GP: Integrated systems are growing extremely well-the prediction from Gartner is that by 2015, 35% of all storage sales will be integrated systems. The FlexPod, is a combination of networking servers from Cisco, NetApp storage with software from VMware for virtualization. The result is an integrated stack which solves the problems companies had in the past of buying and building their solutions and trying to make them work. The FlexPod is configured to work from the get go and is typically used by customers wishing to build a private cloud and then start to move towards a hybrid public.

FK: We have 50 validated designs between us and Cisco for this integrated stack which makes it the number one converged cloud-based solution in the market now, a market that now exceeds 3B dollars globally. We have in excess of 4000 customers on the FlexPod which is showing over 80% growth from 2013 to 2014.  The good thing about our Cloud solutions, our customers can enjoy the services if they prefer to stay private, if they want to go public or adopt hybrid cloud deployments. Our Data ONTAP allows them to manage their data no matter where the data resides-private, public or somewhere in between-which is the key differentiator for our platform.

Discuss some deployments with NetApp’s Flash solutions and the benefits therein for customers

GP: An example is SAP and their HANA solution which allows them to do business intelligence in memory. The challenge in the past was in the amount of memory you would get; but now with Flash, you are guaranteed large data transfer very quickly. This facilitates a lot of intelligence and analytics that you could not do before. So a lot of customers are looking at flash and realizing they can take a large amount of data and manipulate that very quickly, something they simply could not do before. We have the solution with SAP HANA and every kind of customer is now able to take decisions by analysing their Big Data and being able to do this with flash and software applications.

What in your opinion is NetApp’s USP?

FK: When customers are trying to balance risk & cost vs performance, benefits & features, we do not believe that one size fits all. So our systems allow customers to have flash and disk at the same time and within the same system and both analysed with the same operating system. And that is another differentiator with NetApp, depending on your workload, you can decide to use disk for certain applications and certain workloads, flash for others and then customers can segment their system so that it runs separate workloads differently.

Discuss the state of Cloud adoption in the region and what is holding back many organizations

FK: What we have found unique here in the Middle East is that data sovereignty is very important. Certain governments prefer that their data stay within their boundaries and that is why the private cloud is more feasible in the region. We see more private cloud deployments. A lot of storage vendors are thus working closely with local service providers to provide the hybrid cloud.

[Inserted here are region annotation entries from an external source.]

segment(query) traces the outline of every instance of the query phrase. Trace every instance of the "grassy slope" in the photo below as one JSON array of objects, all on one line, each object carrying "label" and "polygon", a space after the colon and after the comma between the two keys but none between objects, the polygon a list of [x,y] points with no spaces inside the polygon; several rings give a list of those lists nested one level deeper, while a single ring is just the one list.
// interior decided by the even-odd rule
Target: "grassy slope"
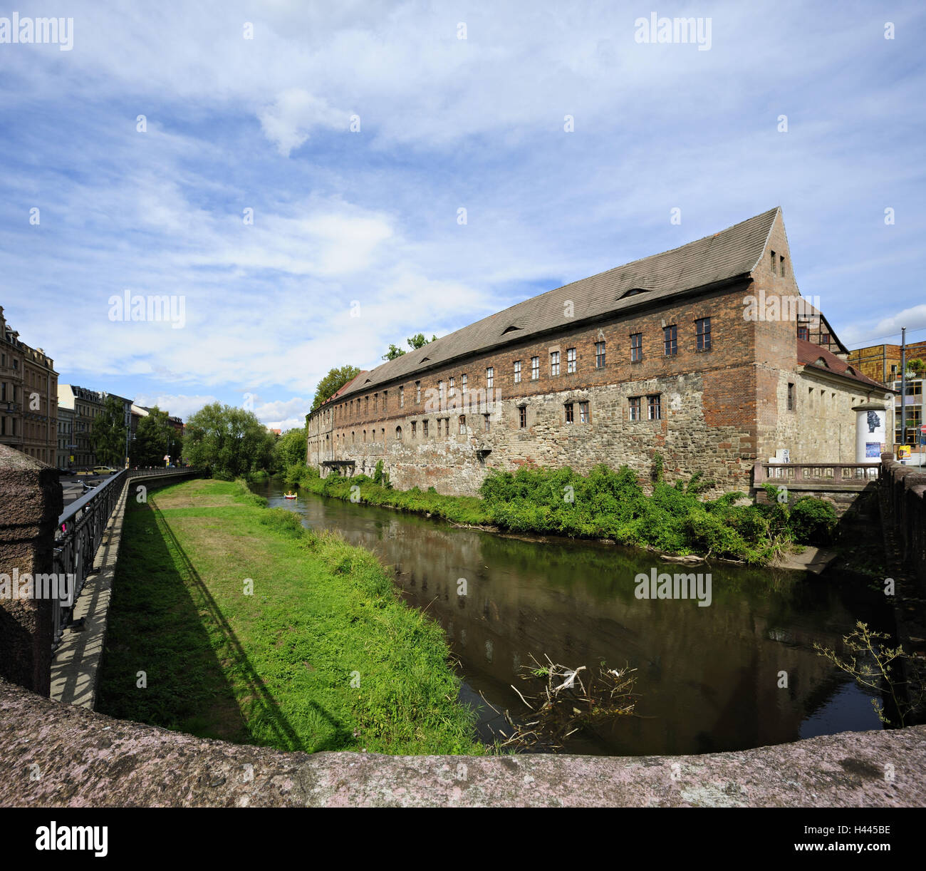
[{"label": "grassy slope", "polygon": [[100,711],[289,750],[480,751],[440,627],[372,554],[238,484],[151,501],[126,513]]}]

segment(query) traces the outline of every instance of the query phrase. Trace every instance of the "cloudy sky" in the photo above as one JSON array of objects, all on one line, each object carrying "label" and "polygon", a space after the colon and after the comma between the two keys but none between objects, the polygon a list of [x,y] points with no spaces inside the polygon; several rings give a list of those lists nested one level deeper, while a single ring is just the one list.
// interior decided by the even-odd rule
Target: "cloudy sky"
[{"label": "cloudy sky", "polygon": [[73,19],[0,20],[0,305],[62,383],[298,425],[332,366],[776,205],[845,342],[926,338],[920,2],[14,9]]}]

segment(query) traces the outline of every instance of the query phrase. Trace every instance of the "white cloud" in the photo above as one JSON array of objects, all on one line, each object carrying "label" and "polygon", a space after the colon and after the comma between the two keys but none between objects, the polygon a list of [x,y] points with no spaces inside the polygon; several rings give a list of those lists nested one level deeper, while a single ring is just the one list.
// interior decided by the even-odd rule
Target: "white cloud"
[{"label": "white cloud", "polygon": [[140,393],[135,397],[135,405],[144,408],[154,408],[156,405],[162,411],[167,411],[173,417],[180,417],[186,421],[190,415],[198,411],[204,405],[216,402],[213,396],[184,396],[183,394],[157,394],[149,395]]},{"label": "white cloud", "polygon": [[346,132],[347,113],[332,108],[324,97],[314,96],[303,88],[288,88],[277,95],[272,105],[257,112],[260,126],[277,150],[288,158],[316,127]]}]

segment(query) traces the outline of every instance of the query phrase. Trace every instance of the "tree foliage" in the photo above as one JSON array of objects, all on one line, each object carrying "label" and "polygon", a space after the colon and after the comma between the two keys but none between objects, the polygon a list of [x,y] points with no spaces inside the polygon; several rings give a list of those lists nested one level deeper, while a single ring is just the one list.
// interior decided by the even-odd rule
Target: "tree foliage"
[{"label": "tree foliage", "polygon": [[162,466],[164,457],[171,461],[180,459],[181,439],[170,425],[167,411],[156,405],[138,422],[135,438],[129,449],[129,462],[133,466]]},{"label": "tree foliage", "polygon": [[253,411],[212,402],[187,421],[183,456],[216,477],[234,478],[269,468],[273,443]]},{"label": "tree foliage", "polygon": [[[437,339],[436,335],[432,335],[430,339],[426,339],[424,337],[424,334],[423,333],[419,333],[419,334],[411,336],[410,338],[406,339],[406,341],[408,343],[408,347],[413,351],[416,351],[419,347],[424,347],[425,345],[430,345],[432,342],[435,341],[436,339]],[[405,353],[406,353],[406,351],[402,350],[401,347],[398,347],[395,345],[393,345],[393,344],[390,343],[390,345],[389,345],[389,350],[386,351],[386,353],[382,355],[382,359],[383,360],[395,360],[396,357],[401,357]]]},{"label": "tree foliage", "polygon": [[115,397],[106,397],[100,414],[90,430],[96,461],[107,466],[125,463],[125,406]]},{"label": "tree foliage", "polygon": [[273,467],[278,471],[290,466],[306,465],[307,434],[306,427],[291,429],[283,433],[273,446]]},{"label": "tree foliage", "polygon": [[360,374],[360,370],[357,366],[342,366],[340,369],[331,370],[315,388],[315,398],[312,400],[312,410],[314,411],[322,402],[330,399],[337,393],[348,381]]}]

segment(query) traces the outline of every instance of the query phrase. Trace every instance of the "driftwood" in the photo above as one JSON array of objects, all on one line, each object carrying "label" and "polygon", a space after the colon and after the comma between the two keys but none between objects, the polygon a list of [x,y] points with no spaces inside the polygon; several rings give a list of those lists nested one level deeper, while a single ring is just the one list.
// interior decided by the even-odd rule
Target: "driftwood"
[{"label": "driftwood", "polygon": [[635,668],[605,668],[594,675],[584,665],[569,668],[548,656],[544,663],[533,656],[532,665],[521,666],[521,679],[530,686],[520,697],[529,713],[515,720],[507,711],[505,719],[512,734],[501,749],[556,752],[566,739],[582,728],[602,726],[616,717],[633,713]]}]

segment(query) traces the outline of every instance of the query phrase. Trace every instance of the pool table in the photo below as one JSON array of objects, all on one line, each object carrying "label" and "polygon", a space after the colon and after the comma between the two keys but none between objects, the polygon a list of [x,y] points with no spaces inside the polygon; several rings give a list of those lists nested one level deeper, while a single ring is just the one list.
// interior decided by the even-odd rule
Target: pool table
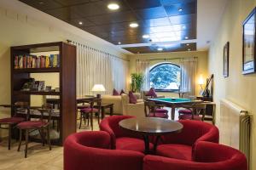
[{"label": "pool table", "polygon": [[203,102],[202,100],[183,99],[183,98],[153,98],[153,99],[148,99],[147,100],[154,101],[157,105],[165,105],[167,107],[171,107],[172,120],[174,120],[175,108],[182,107],[183,105],[195,105],[197,103]]}]

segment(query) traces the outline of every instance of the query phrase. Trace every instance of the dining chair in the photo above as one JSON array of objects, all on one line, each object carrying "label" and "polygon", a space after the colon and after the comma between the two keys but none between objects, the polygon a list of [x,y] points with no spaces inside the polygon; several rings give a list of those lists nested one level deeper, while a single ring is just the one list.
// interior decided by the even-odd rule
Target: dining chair
[{"label": "dining chair", "polygon": [[153,101],[144,101],[144,112],[146,117],[168,118],[168,110],[165,111],[164,105],[156,105]]},{"label": "dining chair", "polygon": [[[11,107],[11,105],[10,105]],[[8,137],[8,149],[10,150],[10,143],[12,138],[12,129],[15,128],[15,125],[26,121],[24,117],[18,116],[17,109],[23,108],[25,111],[29,111],[29,104],[28,102],[16,102],[14,105],[14,116],[11,117],[6,117],[0,119],[0,128],[8,129],[9,130],[9,137]],[[3,125],[3,127],[2,127]]]},{"label": "dining chair", "polygon": [[85,124],[85,119],[88,119],[87,125],[89,126],[89,120],[90,122],[90,128],[93,130],[93,114],[95,113],[98,119],[98,124],[100,123],[100,116],[101,116],[101,107],[102,107],[102,99],[93,99],[91,100],[88,100],[90,106],[85,107],[84,109],[80,109],[80,125],[79,129],[82,126],[82,120],[84,120]]},{"label": "dining chair", "polygon": [[[25,148],[25,158],[27,156],[27,145],[29,140],[29,133],[34,132],[35,130],[38,130],[39,134],[42,139],[42,144],[44,146],[44,130],[47,132],[47,142],[49,144],[49,150],[51,150],[51,144],[50,144],[50,136],[49,136],[49,123],[51,120],[51,115],[53,110],[53,106],[50,104],[45,104],[42,106],[42,108],[38,109],[38,110],[40,112],[41,116],[39,120],[32,121],[30,119],[31,112],[27,112],[27,121],[20,122],[17,124],[17,128],[20,129],[20,143],[18,147],[18,151],[20,151],[20,145],[21,145],[21,139],[22,139],[22,131],[25,131],[25,139],[26,139],[26,148]],[[48,113],[48,115],[44,115]],[[47,122],[45,121],[44,117],[48,117]]]}]

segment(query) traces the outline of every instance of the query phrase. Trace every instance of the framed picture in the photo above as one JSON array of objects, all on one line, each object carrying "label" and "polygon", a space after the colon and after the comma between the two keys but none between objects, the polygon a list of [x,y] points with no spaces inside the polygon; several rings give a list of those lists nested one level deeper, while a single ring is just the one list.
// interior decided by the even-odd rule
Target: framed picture
[{"label": "framed picture", "polygon": [[230,42],[228,42],[224,48],[223,54],[223,76],[229,76],[229,60],[230,60]]},{"label": "framed picture", "polygon": [[255,70],[255,14],[254,8],[243,22],[242,74],[254,73]]}]

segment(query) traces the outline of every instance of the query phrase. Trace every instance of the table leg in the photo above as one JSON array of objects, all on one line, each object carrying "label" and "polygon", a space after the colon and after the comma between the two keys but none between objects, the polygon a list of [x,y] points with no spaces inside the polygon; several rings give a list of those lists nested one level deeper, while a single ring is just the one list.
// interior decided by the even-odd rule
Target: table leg
[{"label": "table leg", "polygon": [[172,106],[171,117],[172,117],[172,120],[174,121],[174,117],[175,117],[175,107],[174,106]]},{"label": "table leg", "polygon": [[145,143],[145,154],[149,154],[149,139],[148,135],[143,136],[144,143]]}]

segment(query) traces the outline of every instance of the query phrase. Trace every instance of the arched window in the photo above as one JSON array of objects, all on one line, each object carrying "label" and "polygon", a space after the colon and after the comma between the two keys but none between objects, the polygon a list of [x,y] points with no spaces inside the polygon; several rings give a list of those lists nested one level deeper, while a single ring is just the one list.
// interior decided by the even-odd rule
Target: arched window
[{"label": "arched window", "polygon": [[150,87],[158,91],[179,90],[181,69],[172,63],[160,63],[149,71]]}]

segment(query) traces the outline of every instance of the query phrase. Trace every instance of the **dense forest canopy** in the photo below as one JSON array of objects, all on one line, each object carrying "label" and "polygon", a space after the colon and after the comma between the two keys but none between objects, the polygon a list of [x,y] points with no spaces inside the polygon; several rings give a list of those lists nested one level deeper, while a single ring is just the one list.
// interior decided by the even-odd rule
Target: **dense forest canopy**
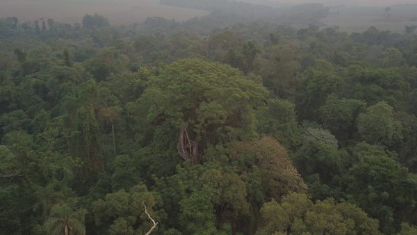
[{"label": "dense forest canopy", "polygon": [[1,19],[0,234],[417,234],[414,30],[257,9]]}]

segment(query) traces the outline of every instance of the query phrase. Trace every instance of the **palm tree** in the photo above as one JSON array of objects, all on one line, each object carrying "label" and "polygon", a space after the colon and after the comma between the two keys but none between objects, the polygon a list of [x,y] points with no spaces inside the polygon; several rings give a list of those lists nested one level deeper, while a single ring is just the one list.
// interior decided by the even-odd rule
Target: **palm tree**
[{"label": "palm tree", "polygon": [[56,204],[51,209],[44,229],[51,235],[85,235],[84,209],[74,211],[67,204]]}]

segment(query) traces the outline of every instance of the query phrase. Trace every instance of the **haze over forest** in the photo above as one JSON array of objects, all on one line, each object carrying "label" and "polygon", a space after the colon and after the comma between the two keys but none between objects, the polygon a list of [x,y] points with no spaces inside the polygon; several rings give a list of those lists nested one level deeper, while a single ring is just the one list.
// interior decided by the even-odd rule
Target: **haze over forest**
[{"label": "haze over forest", "polygon": [[417,234],[400,3],[0,0],[0,235]]}]

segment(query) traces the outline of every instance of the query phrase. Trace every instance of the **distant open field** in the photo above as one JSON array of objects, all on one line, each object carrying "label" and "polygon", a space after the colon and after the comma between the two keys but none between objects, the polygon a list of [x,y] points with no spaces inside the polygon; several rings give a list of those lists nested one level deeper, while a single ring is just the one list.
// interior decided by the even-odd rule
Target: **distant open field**
[{"label": "distant open field", "polygon": [[140,22],[148,17],[184,21],[208,13],[159,5],[158,0],[0,0],[0,18],[17,17],[21,22],[52,18],[62,23],[80,23],[86,14],[98,13],[111,24]]},{"label": "distant open field", "polygon": [[390,16],[387,17],[385,8],[332,8],[323,23],[338,26],[341,30],[349,33],[362,32],[371,26],[379,30],[404,33],[405,26],[417,25],[417,4],[395,5],[390,9]]},{"label": "distant open field", "polygon": [[329,15],[324,19],[323,23],[328,26],[337,26],[341,31],[348,33],[363,32],[371,26],[379,30],[388,30],[395,33],[404,33],[406,25],[417,25],[417,22],[378,22],[380,17],[367,15]]}]

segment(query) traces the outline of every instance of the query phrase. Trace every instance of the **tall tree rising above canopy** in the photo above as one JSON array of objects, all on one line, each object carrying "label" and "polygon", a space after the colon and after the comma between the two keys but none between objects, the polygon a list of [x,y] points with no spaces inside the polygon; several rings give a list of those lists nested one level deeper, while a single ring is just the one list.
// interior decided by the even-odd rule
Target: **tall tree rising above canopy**
[{"label": "tall tree rising above canopy", "polygon": [[267,95],[260,82],[238,70],[189,59],[151,78],[140,102],[149,123],[178,129],[178,154],[196,164],[207,145],[256,137],[254,108]]}]

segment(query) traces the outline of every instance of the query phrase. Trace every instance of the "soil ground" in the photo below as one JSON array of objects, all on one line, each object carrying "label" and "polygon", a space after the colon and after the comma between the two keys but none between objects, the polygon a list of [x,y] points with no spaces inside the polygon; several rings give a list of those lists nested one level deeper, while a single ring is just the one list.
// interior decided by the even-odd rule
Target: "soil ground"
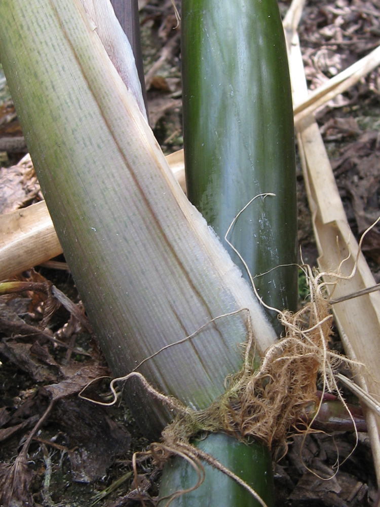
[{"label": "soil ground", "polygon": [[[290,2],[279,3],[284,15]],[[179,32],[170,0],[142,0],[139,4],[150,122],[167,154],[182,143]],[[378,45],[380,1],[309,0],[299,33],[308,84],[314,89]],[[317,114],[348,219],[358,237],[377,218],[380,208],[379,95],[376,69]],[[17,173],[12,164],[26,148],[1,77],[0,152],[4,166],[0,172],[1,212],[42,198],[32,174],[28,175],[27,184],[25,180],[21,186],[15,184]],[[318,254],[300,167],[297,190],[299,244],[304,260],[316,265]],[[377,282],[379,238],[375,229],[363,246]],[[59,264],[24,273],[23,279],[50,280],[79,304],[64,259],[56,261]],[[123,401],[103,409],[79,400],[77,394],[86,379],[107,374],[106,365],[96,341],[62,308],[54,313],[46,332],[41,331],[46,302],[45,296],[32,293],[0,302],[0,477],[3,481],[8,477],[8,464],[14,463],[31,428],[46,410],[49,389],[54,385],[66,390],[65,395],[29,447],[21,474],[27,491],[20,494],[19,504],[141,505],[131,459],[134,452],[144,450],[149,443]],[[64,346],[53,346],[53,335]],[[332,346],[341,350],[337,336]],[[275,465],[276,505],[374,505],[376,486],[370,447],[365,431],[359,434],[351,455],[354,433],[339,425],[333,434],[313,433],[304,441],[301,436],[291,438],[287,453]],[[340,465],[337,470],[337,453]],[[154,504],[160,472],[143,458],[138,470],[145,504]]]}]

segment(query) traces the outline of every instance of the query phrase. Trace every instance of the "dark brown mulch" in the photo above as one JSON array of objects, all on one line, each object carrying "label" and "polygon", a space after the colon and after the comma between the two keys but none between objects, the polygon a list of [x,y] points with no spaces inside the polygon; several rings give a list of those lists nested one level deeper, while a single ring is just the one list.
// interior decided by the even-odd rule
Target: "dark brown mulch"
[{"label": "dark brown mulch", "polygon": [[[179,30],[170,0],[139,3],[150,124],[164,151],[170,153],[182,142]],[[284,14],[290,2],[279,3]],[[309,85],[313,89],[377,46],[380,1],[309,0],[299,33]],[[3,93],[2,89],[0,152],[7,154],[3,165],[9,165],[26,148],[13,103],[9,98],[4,101]],[[348,218],[358,236],[377,218],[380,207],[379,95],[380,76],[376,70],[317,114]],[[41,199],[32,174],[3,169],[0,177],[5,205],[17,202],[24,206]],[[297,184],[299,239],[306,260],[314,264],[317,251],[299,169]],[[368,235],[363,246],[377,281],[379,232],[375,229]],[[27,276],[36,281],[46,276],[80,304],[67,272],[39,271],[40,275],[31,272]],[[106,365],[91,336],[62,308],[46,329],[40,329],[45,301],[43,296],[29,293],[0,307],[0,504],[8,504],[10,498],[5,494],[5,478],[12,477],[15,484],[24,485],[19,490],[21,504],[86,507],[97,492],[125,476],[97,504],[141,505],[130,473],[131,459],[133,451],[148,443],[124,405],[104,409],[78,400],[78,392],[89,380],[107,374]],[[20,455],[15,461],[52,399],[55,406],[31,441],[27,456]],[[366,433],[359,434],[351,454],[355,446],[352,431],[315,433],[302,440],[294,437],[286,455],[276,465],[276,505],[373,505],[376,482]],[[145,504],[152,505],[158,472],[143,460],[138,472]]]}]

GP: Cloud implementations here in the region via integrated systems like the FlexPod have gone up by over 60% between 2013 and 2014. Still, this market is at least a couple years behind Europe and America. In the region now you have companies such as e-Hosting Data Fort and Equinix offering hosted services. We are also working with various Telcos in the region so that they can offer services such as hosting, co-location services and applications.

Some of the larger partners they have their own large data centres and cloud solutions with Cisco for instance building four large data centres with their partners becoming resellers of cloud services. We have local partners that have built three data centres and now some of these partners are thinking of how they can sell services instead of selling the boxes.